Appeals Court: Habitual Drunkard Law Too Vague

July 21, 2019 Updated: July 22, 2019

A closely divided 4th Circuit Court of Appeals reinstated a lawsuit last week by four homeless alcoholics challenging a 1934 Virginia law that allows “habitual drunkards” to be jailed for possessing, consuming, and purchasing alcoholic beverages.

Dissenting judges in the case argued that the court’s ruling in effect gave a license to individuals to abuse alcohol without facing legal consequences, and seemed troubled that the court majority appeared to recognize alcoholism as an illness.

Virginia law makes it a crime for individuals designated as habitual drunkards to have alcohol but doesn’t define what a habitual drunkard actually is. Instead, it allows the courts to enter civil interdiction orders against such individuals that prevent them from buying alcohol, subject to a penalty of a year in jail. In court, Virginia argued that a “habitual drunkard” is someone who “causes harm to other persons or their community” by his or her repeated drunkenness.

Virginia and Utah are the only states with such laws, according to the Legal Aid Justice Center of Charlottesville, Virginia, which, along with Skadden, Arps, Slate, Meagher, and Flom, filed the original class action on behalf of the homeless alcoholics. They argued that the state statute unfairly singled out their clients for incarceration based on their medical condition (alcoholism) and their homeless status, contrary to the Eighth and 14th amendments to the U.S. Constitution.

The 4th Circuit agreed. In an 8–7 ruling on July 16, in a case called Manning v. Caldwell, they found the term “habitual drunkard” to be “unconstitutionally vague” because it failed to provide fair notice to the public “imposing criminal penalties on an untold number of chronically ill citizens.”

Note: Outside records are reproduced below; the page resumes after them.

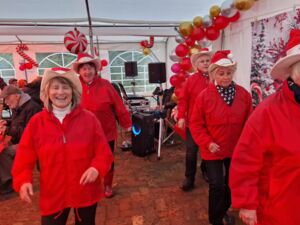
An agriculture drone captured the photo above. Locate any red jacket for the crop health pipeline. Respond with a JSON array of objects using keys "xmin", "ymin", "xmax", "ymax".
[
  {"xmin": 12, "ymin": 107, "xmax": 113, "ymax": 215},
  {"xmin": 81, "ymin": 77, "xmax": 131, "ymax": 141},
  {"xmin": 177, "ymin": 72, "xmax": 209, "ymax": 127},
  {"xmin": 230, "ymin": 82, "xmax": 300, "ymax": 225},
  {"xmin": 190, "ymin": 83, "xmax": 252, "ymax": 160}
]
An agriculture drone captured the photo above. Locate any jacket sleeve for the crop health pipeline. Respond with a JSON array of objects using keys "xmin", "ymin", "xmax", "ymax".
[
  {"xmin": 12, "ymin": 118, "xmax": 38, "ymax": 192},
  {"xmin": 177, "ymin": 80, "xmax": 189, "ymax": 119},
  {"xmin": 229, "ymin": 109, "xmax": 273, "ymax": 209},
  {"xmin": 190, "ymin": 92, "xmax": 213, "ymax": 149},
  {"xmin": 91, "ymin": 117, "xmax": 114, "ymax": 177},
  {"xmin": 108, "ymin": 84, "xmax": 131, "ymax": 128}
]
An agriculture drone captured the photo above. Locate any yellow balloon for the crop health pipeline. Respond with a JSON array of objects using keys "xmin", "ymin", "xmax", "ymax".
[
  {"xmin": 171, "ymin": 93, "xmax": 178, "ymax": 103},
  {"xmin": 179, "ymin": 22, "xmax": 194, "ymax": 36},
  {"xmin": 234, "ymin": 0, "xmax": 254, "ymax": 11},
  {"xmin": 193, "ymin": 16, "xmax": 203, "ymax": 27},
  {"xmin": 143, "ymin": 48, "xmax": 151, "ymax": 55},
  {"xmin": 189, "ymin": 47, "xmax": 200, "ymax": 55},
  {"xmin": 209, "ymin": 5, "xmax": 221, "ymax": 18}
]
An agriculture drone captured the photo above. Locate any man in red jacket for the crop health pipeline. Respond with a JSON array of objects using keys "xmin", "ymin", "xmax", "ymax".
[
  {"xmin": 230, "ymin": 30, "xmax": 300, "ymax": 225},
  {"xmin": 177, "ymin": 48, "xmax": 211, "ymax": 191},
  {"xmin": 73, "ymin": 53, "xmax": 131, "ymax": 197}
]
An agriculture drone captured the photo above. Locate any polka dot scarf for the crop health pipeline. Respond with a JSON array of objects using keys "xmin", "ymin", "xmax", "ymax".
[{"xmin": 216, "ymin": 82, "xmax": 235, "ymax": 106}]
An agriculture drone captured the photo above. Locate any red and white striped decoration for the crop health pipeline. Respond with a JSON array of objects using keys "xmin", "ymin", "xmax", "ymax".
[
  {"xmin": 64, "ymin": 28, "xmax": 88, "ymax": 54},
  {"xmin": 16, "ymin": 44, "xmax": 39, "ymax": 67}
]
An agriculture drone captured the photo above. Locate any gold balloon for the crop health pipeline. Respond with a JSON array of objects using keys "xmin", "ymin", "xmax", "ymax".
[
  {"xmin": 171, "ymin": 93, "xmax": 178, "ymax": 103},
  {"xmin": 209, "ymin": 5, "xmax": 221, "ymax": 18},
  {"xmin": 179, "ymin": 22, "xmax": 194, "ymax": 36},
  {"xmin": 143, "ymin": 48, "xmax": 151, "ymax": 55},
  {"xmin": 234, "ymin": 0, "xmax": 254, "ymax": 11},
  {"xmin": 189, "ymin": 47, "xmax": 200, "ymax": 55},
  {"xmin": 193, "ymin": 16, "xmax": 203, "ymax": 27}
]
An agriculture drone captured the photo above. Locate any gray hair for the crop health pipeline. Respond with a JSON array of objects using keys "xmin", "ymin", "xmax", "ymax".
[{"xmin": 43, "ymin": 77, "xmax": 81, "ymax": 111}]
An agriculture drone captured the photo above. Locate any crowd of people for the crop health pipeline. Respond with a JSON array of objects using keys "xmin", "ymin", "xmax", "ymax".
[{"xmin": 0, "ymin": 29, "xmax": 300, "ymax": 225}]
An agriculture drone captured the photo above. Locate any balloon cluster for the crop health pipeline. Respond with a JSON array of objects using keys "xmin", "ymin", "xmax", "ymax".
[
  {"xmin": 140, "ymin": 36, "xmax": 154, "ymax": 55},
  {"xmin": 16, "ymin": 44, "xmax": 39, "ymax": 71},
  {"xmin": 169, "ymin": 0, "xmax": 257, "ymax": 96}
]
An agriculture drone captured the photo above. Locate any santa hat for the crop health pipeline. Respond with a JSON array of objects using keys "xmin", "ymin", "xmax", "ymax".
[
  {"xmin": 271, "ymin": 29, "xmax": 300, "ymax": 80},
  {"xmin": 208, "ymin": 50, "xmax": 236, "ymax": 73},
  {"xmin": 191, "ymin": 48, "xmax": 212, "ymax": 70},
  {"xmin": 40, "ymin": 67, "xmax": 82, "ymax": 101},
  {"xmin": 73, "ymin": 53, "xmax": 100, "ymax": 73}
]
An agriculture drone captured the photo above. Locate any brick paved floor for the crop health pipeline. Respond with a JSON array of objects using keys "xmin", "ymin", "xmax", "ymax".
[{"xmin": 0, "ymin": 140, "xmax": 242, "ymax": 225}]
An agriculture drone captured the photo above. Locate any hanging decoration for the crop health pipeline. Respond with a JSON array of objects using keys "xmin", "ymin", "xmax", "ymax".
[
  {"xmin": 16, "ymin": 44, "xmax": 39, "ymax": 71},
  {"xmin": 140, "ymin": 36, "xmax": 154, "ymax": 55},
  {"xmin": 169, "ymin": 0, "xmax": 257, "ymax": 99},
  {"xmin": 64, "ymin": 28, "xmax": 88, "ymax": 54}
]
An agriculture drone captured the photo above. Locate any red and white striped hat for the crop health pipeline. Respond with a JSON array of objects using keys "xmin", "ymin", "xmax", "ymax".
[
  {"xmin": 208, "ymin": 50, "xmax": 236, "ymax": 72},
  {"xmin": 271, "ymin": 29, "xmax": 300, "ymax": 80},
  {"xmin": 73, "ymin": 53, "xmax": 100, "ymax": 73}
]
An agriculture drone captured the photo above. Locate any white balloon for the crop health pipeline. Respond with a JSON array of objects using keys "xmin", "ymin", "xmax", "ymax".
[
  {"xmin": 203, "ymin": 15, "xmax": 212, "ymax": 28},
  {"xmin": 221, "ymin": 0, "xmax": 238, "ymax": 17}
]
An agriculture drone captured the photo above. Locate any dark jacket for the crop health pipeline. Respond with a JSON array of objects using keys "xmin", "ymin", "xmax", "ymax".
[{"xmin": 6, "ymin": 93, "xmax": 42, "ymax": 144}]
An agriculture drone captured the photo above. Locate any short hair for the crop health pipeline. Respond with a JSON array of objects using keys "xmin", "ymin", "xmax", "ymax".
[{"xmin": 43, "ymin": 77, "xmax": 81, "ymax": 111}]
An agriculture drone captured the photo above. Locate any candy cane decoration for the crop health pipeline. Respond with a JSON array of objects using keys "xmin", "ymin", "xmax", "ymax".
[{"xmin": 16, "ymin": 44, "xmax": 39, "ymax": 67}]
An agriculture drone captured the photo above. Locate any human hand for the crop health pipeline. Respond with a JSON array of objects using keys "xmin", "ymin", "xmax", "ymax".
[
  {"xmin": 208, "ymin": 142, "xmax": 220, "ymax": 153},
  {"xmin": 19, "ymin": 183, "xmax": 33, "ymax": 203},
  {"xmin": 79, "ymin": 167, "xmax": 99, "ymax": 185},
  {"xmin": 239, "ymin": 209, "xmax": 257, "ymax": 225},
  {"xmin": 177, "ymin": 118, "xmax": 185, "ymax": 129}
]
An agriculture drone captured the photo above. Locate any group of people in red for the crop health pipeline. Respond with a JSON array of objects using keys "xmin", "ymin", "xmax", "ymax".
[
  {"xmin": 177, "ymin": 29, "xmax": 300, "ymax": 225},
  {"xmin": 5, "ymin": 30, "xmax": 300, "ymax": 225}
]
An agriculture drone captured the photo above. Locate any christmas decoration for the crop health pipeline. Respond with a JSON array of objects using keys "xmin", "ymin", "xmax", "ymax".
[{"xmin": 64, "ymin": 28, "xmax": 88, "ymax": 54}]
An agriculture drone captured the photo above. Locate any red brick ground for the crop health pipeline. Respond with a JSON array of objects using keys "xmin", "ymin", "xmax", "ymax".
[{"xmin": 0, "ymin": 140, "xmax": 241, "ymax": 225}]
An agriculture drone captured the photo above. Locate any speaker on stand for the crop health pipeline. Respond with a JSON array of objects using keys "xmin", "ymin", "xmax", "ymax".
[
  {"xmin": 148, "ymin": 62, "xmax": 167, "ymax": 159},
  {"xmin": 124, "ymin": 61, "xmax": 138, "ymax": 95}
]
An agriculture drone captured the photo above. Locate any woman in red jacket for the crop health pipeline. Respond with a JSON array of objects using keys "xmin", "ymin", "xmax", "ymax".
[
  {"xmin": 230, "ymin": 30, "xmax": 300, "ymax": 225},
  {"xmin": 12, "ymin": 67, "xmax": 113, "ymax": 225},
  {"xmin": 190, "ymin": 50, "xmax": 252, "ymax": 225},
  {"xmin": 73, "ymin": 53, "xmax": 131, "ymax": 197},
  {"xmin": 177, "ymin": 48, "xmax": 212, "ymax": 191}
]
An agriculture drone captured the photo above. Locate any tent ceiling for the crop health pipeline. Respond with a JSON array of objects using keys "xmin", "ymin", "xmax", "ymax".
[{"xmin": 0, "ymin": 0, "xmax": 224, "ymax": 43}]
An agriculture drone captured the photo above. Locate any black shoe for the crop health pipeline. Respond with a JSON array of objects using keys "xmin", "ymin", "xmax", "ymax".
[
  {"xmin": 180, "ymin": 178, "xmax": 195, "ymax": 192},
  {"xmin": 223, "ymin": 214, "xmax": 235, "ymax": 225}
]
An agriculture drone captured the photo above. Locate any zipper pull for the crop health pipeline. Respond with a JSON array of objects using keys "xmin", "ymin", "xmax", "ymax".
[{"xmin": 63, "ymin": 135, "xmax": 67, "ymax": 144}]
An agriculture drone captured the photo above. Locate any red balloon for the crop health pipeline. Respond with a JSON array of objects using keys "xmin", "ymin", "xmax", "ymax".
[
  {"xmin": 228, "ymin": 11, "xmax": 241, "ymax": 22},
  {"xmin": 214, "ymin": 16, "xmax": 229, "ymax": 30},
  {"xmin": 205, "ymin": 27, "xmax": 220, "ymax": 41},
  {"xmin": 101, "ymin": 59, "xmax": 108, "ymax": 67},
  {"xmin": 185, "ymin": 36, "xmax": 195, "ymax": 47},
  {"xmin": 24, "ymin": 63, "xmax": 32, "ymax": 70},
  {"xmin": 191, "ymin": 27, "xmax": 205, "ymax": 41},
  {"xmin": 180, "ymin": 58, "xmax": 192, "ymax": 70},
  {"xmin": 175, "ymin": 44, "xmax": 189, "ymax": 57}
]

The vague words in the criminal statute “invite arbitrary enforcement,” allowing the government to “target persons, including the homeless, that state officials deem undesirable.” The court struck down the state law for “criminalizing” addiction.

The court found that the statute punished individuals for who they are rather than what they have done. “What the Eighth Amendment cannot tolerate is the targeted criminalization of otherwise legal behavior that is an involuntary manifestation of an illness.”

As a result of the ruling, “the government will not be compounding their problems by subjecting them to incarceration based on the arbitrary enforcement of ambiguous laws or, at best, the targeted criminalization of their illnesses.”

“It is clear that the Court understood the heart of the issues—that the Constitution cannot allow for the criminalization of illness and homelessness,” said Elaine Poon of the Legal Aid Justice Center. “We look forward to telling our clients about this victory, so that they can pursue their lives without the constant fear of arrest and prosecution.”

But a passionate dissenting opinion written by Judge J. Harvie Wilkinson III took the court majority to task for determining “that addiction gives rise to an Eighth Amendment right to abuse dangerous substances without the imposition of any criminal sanctions.”

“As my colleagues apparently see it, consuming alcohol, even by those with a documented history of alcohol abuse, is just not the sort of conduct that warrants criminal sanctions. Given the comprehensive body of research pointing to the harms of alcohol abuse, I cannot agree,” Wilkinson wrote.

The majority ruling has “staggering” implications, the judge wrote, because it prevents the state from dealing with the consequences of alcohol-related violence, which “fall hardest on the most vulnerable.”